Some mornings it just feels wrong to leave the house.
I’m almost always in a crappy mood in the morning, overtired, unmotivated, and roaring like a rhinoceros through the house, trying to ready myself and my children for the day ahead.
Yesterday I took a day off to spend with just Jack, who is on winter vacation this week. We had a great day together, went to lunch, painted clay at one of those shops where they fire it for you, and finished the day with sledding and cocoa. I remembered how we used to spend tons of one on one time together before Emily was born. It was a good day, doing one fun thing after another. I felt like Supermom, like I really brought it.
Today I have to go back to work. I’m just not feeling it.
I cringe as I write, thinking if my clients persisted in this negative thought pattern, I would encourage them to rewrite and rewire. Sure I’m tired, but today could bring any number of wonderful things! I’ve made it through challenging days before; I’ll be okay! Yeah, it helps a bit, but still. . .
It is no doubt the plight of working mothers everywhere that mornings are difficult at best, sucky at worst. (And if you are one of those moms who have everything super-organized, prepare a hot breakfast for your tranquil family, and get out of the house with perfect hair and a smile on your face, then a.) I didn’t know you existed in reality, and b.) I don’t know what you are doing reading my blog.
Leaving my family feels unnatural, concerning, and contrived on most days.
Other days, I will admit, it is sweet relief to slip out of the chaos and into my car alone.
But the relief is short-lived, and I am barely down the street before I start worrying about my husband getting the kids out of the house in one piece, and us all being safe throughout the day as we orbit in our separate spheres.
Mornings make me anxious and snappy, and I’m sure two cups of strong coffee (OK, sometimes three) do not help. While I try to set up stuff the night before, there is almost always a curve ball thrown my way to make me late– the cars are in the wrong order, we are out of bread for making lunches, Jack has a tantrum. You know the drill.
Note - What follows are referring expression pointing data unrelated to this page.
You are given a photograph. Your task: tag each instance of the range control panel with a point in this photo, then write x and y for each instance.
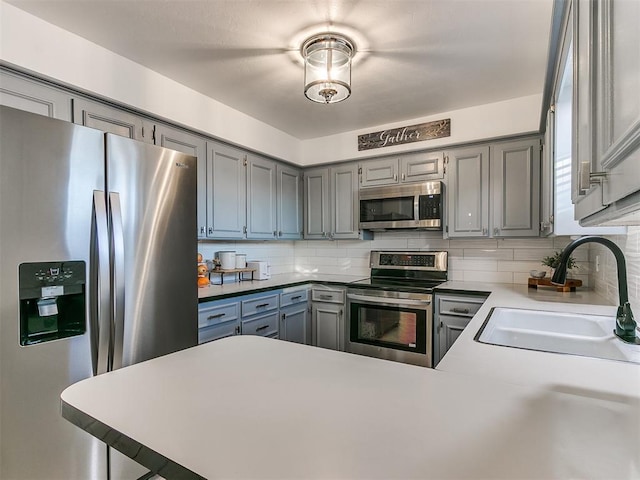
(409, 260)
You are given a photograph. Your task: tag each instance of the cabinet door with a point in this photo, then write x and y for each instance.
(261, 198)
(225, 191)
(344, 201)
(289, 199)
(515, 187)
(193, 145)
(618, 109)
(294, 323)
(468, 192)
(24, 94)
(316, 204)
(111, 120)
(379, 172)
(327, 326)
(420, 167)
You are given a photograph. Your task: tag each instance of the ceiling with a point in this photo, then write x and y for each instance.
(415, 57)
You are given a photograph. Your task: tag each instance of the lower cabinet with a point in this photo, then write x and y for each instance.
(327, 318)
(452, 313)
(218, 319)
(295, 322)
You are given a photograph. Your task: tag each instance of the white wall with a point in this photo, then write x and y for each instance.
(44, 49)
(511, 117)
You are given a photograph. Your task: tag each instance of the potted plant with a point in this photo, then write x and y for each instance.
(552, 261)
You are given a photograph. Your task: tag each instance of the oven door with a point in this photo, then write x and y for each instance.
(391, 325)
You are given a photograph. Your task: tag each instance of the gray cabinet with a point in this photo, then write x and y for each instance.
(218, 319)
(331, 203)
(25, 94)
(185, 142)
(452, 313)
(226, 191)
(327, 317)
(494, 191)
(111, 120)
(261, 198)
(606, 160)
(412, 167)
(515, 186)
(295, 322)
(468, 192)
(289, 202)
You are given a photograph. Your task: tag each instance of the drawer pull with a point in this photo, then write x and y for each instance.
(460, 310)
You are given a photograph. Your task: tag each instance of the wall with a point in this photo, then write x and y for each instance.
(605, 280)
(501, 261)
(46, 50)
(511, 117)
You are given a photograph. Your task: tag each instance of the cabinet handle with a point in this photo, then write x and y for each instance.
(460, 310)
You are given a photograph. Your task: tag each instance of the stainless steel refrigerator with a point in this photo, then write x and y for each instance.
(97, 254)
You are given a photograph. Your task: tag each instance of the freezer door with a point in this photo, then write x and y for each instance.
(49, 171)
(152, 209)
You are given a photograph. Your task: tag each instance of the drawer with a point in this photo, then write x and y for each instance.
(291, 298)
(259, 305)
(215, 332)
(264, 325)
(215, 314)
(459, 307)
(330, 296)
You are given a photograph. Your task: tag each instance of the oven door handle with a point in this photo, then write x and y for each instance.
(388, 301)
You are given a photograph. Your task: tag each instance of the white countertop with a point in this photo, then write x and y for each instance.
(251, 407)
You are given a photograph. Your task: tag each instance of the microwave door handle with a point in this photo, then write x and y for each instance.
(388, 301)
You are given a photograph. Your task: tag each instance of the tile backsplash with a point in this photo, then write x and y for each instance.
(478, 260)
(604, 272)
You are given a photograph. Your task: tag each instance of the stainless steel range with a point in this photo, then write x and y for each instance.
(390, 314)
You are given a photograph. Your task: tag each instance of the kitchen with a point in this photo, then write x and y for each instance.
(500, 260)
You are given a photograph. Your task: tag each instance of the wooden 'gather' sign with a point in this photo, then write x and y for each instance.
(398, 136)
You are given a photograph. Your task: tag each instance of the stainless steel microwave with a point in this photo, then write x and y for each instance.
(415, 206)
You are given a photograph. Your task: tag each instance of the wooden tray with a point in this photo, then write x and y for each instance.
(569, 286)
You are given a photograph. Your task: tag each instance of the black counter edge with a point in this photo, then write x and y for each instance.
(141, 454)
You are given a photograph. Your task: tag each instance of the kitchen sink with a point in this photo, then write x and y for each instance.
(559, 332)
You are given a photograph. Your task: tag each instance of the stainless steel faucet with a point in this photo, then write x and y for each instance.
(625, 324)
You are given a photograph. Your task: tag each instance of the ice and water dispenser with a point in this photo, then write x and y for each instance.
(52, 300)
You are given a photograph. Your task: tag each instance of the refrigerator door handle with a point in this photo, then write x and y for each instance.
(117, 249)
(99, 315)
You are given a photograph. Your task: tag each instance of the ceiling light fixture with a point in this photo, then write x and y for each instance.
(327, 67)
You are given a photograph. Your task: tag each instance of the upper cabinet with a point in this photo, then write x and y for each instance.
(494, 190)
(606, 141)
(331, 203)
(261, 198)
(289, 202)
(413, 167)
(226, 191)
(195, 145)
(111, 120)
(35, 97)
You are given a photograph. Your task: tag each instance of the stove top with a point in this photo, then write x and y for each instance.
(406, 271)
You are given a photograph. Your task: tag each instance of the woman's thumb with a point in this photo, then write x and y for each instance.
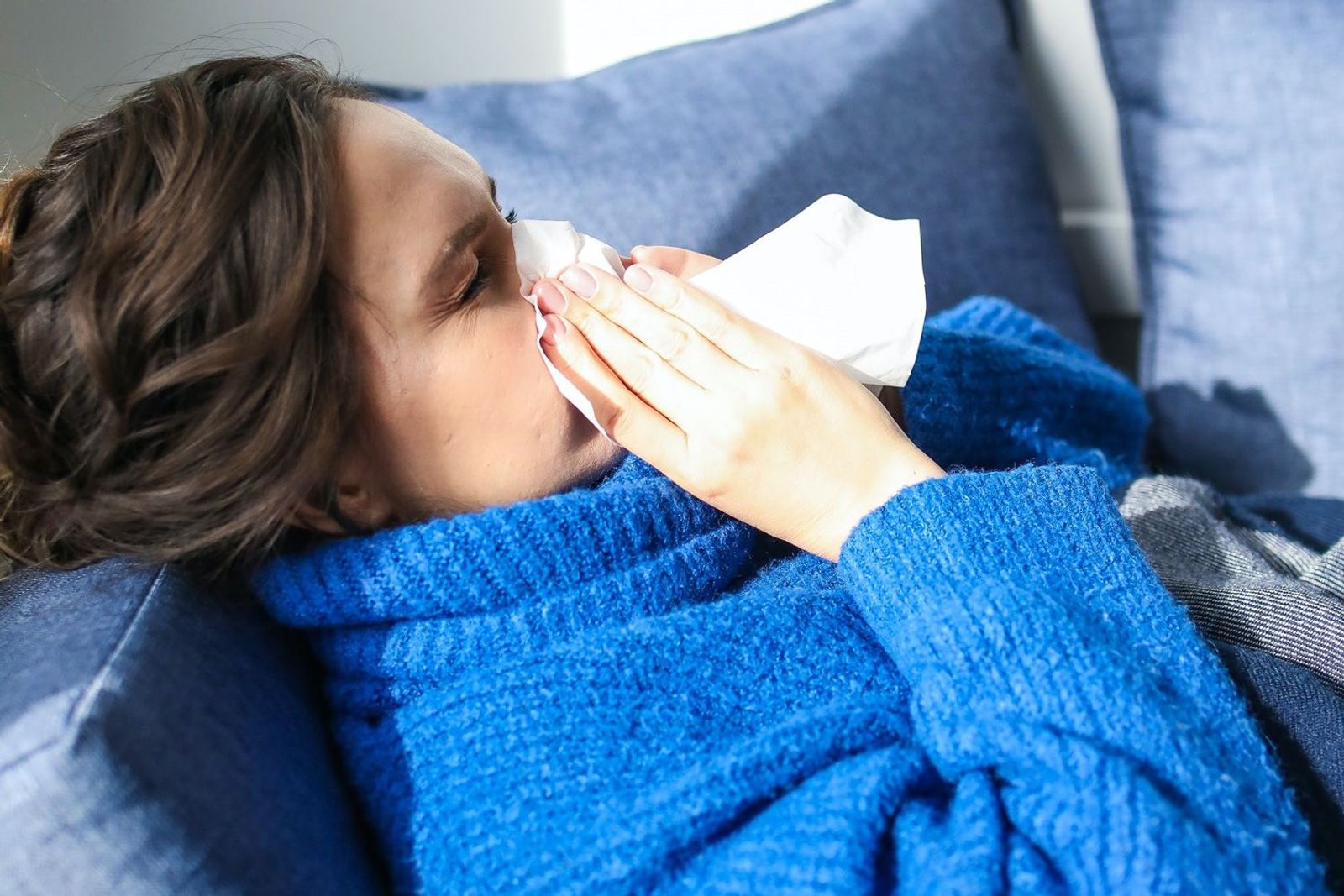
(679, 262)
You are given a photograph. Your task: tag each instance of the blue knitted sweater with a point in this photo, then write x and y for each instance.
(620, 688)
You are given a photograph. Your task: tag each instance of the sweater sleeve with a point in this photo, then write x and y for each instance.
(1045, 656)
(995, 387)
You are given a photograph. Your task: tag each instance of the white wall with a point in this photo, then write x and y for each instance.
(62, 60)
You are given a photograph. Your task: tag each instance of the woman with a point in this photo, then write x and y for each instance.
(255, 322)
And then I am kissing them goodbye and see you tonight and be good and have a happy day and mama loves you. Sometimes they linger in my arms to hug and kiss me back. Other times their little bodies squirm away from me to tend to the television, or legos and baby dolls.
Walking out of the house, I almost always have that disconcerting I know I’m forgetting something feeling. I linger at the door before shoving my body out into the world.
What are your mornings like? Have you figured out anything that makes them easier or more organic for you and your family? What is the hardest part of your day?